The Court further found the DOL’s interpretation to be “quite unpersuasive” and lacking “the hallmarks of thorough consideration.” The Court went so far as to find the DOL’s interpretation - that a sale demands a transfer of title - to be “flatly inconsistent with the FLSA.” Accordingly, the Court disregarded the DOL’s interpretations.

Given the unique regulatory environment of the pharmaceutical industry, the Court found the nonbinding commitment PSRs seek from physicians is “the most [PSRs] were able to do to ensure the eventual disposition of the products [GlaxoSmithKline] sells.” The Court found “this kind of arrangement ... comfortably falls within [the FLSA’s] catchall category of “other disposition.” Accordingly, the Supreme Court held GlaxoSmithKline’s PSRs “made sales for purposes of the FLSA and therefore are exempt outside salespersons within the meaning of the DOL’s regulations.” The Court further noted this holding is consistent with the purpose of the exemption, which is based on the premise that exempt employees usually earn salaries well above minimum wage and perform work difficult to standardize to any time frame and not easily spread to other workers - thereby generally precluding the potential job expansion intended by the FLSA’s overtime penalty.

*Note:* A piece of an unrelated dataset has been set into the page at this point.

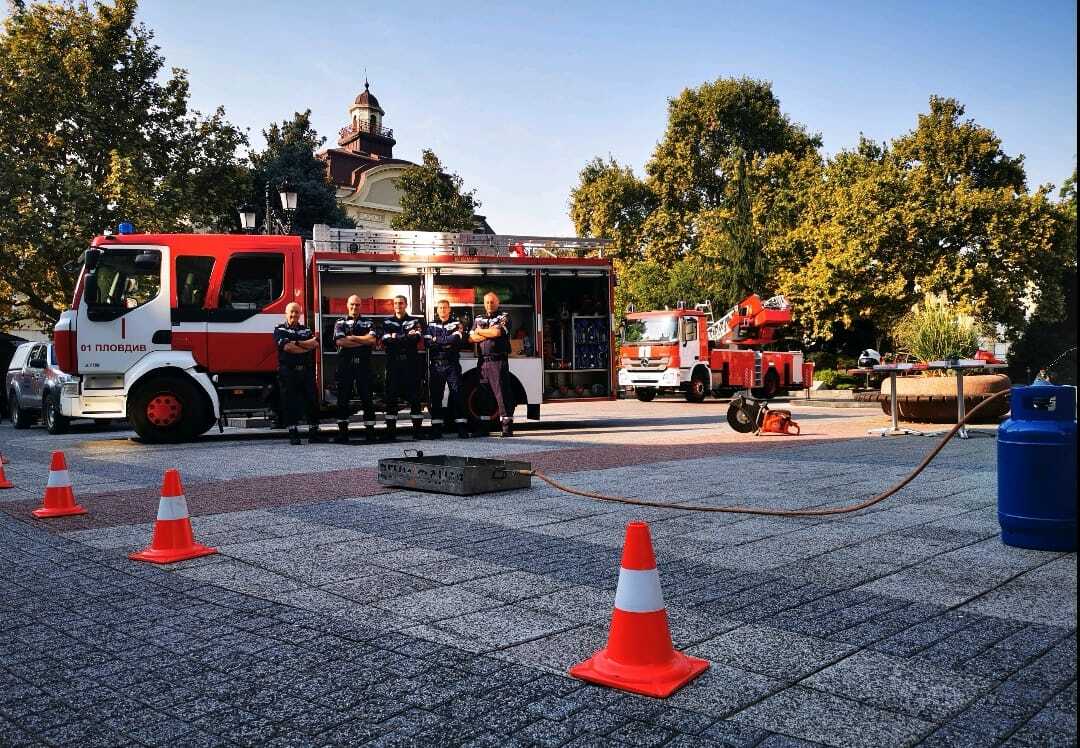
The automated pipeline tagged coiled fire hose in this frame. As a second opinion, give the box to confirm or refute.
[509,390,1010,517]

The Ruling’s Importance to Employers

The Court’s decision in Christopher conclusively resolves the issue of whether PSRs are exempt from the FLSA’s overtime requirements as outside salespersons. But its broader significance lies in its use of a functional approach to who qualifies as an outside salesperson. The Court recognized that context matters and one needs to look at the industry in which the employee operates as well as the primary functions or job duties that employee is being paid to perform. Also of importance to employers is that they can take solace in the Court’s rejection of the DOL’s “about face” in its interpretation of its regulations. This should send a message to all regulatory agencies that if they are going to change their views of the law or their regulations, they must give fair warning and be able to demonstrate their reasoning for the change.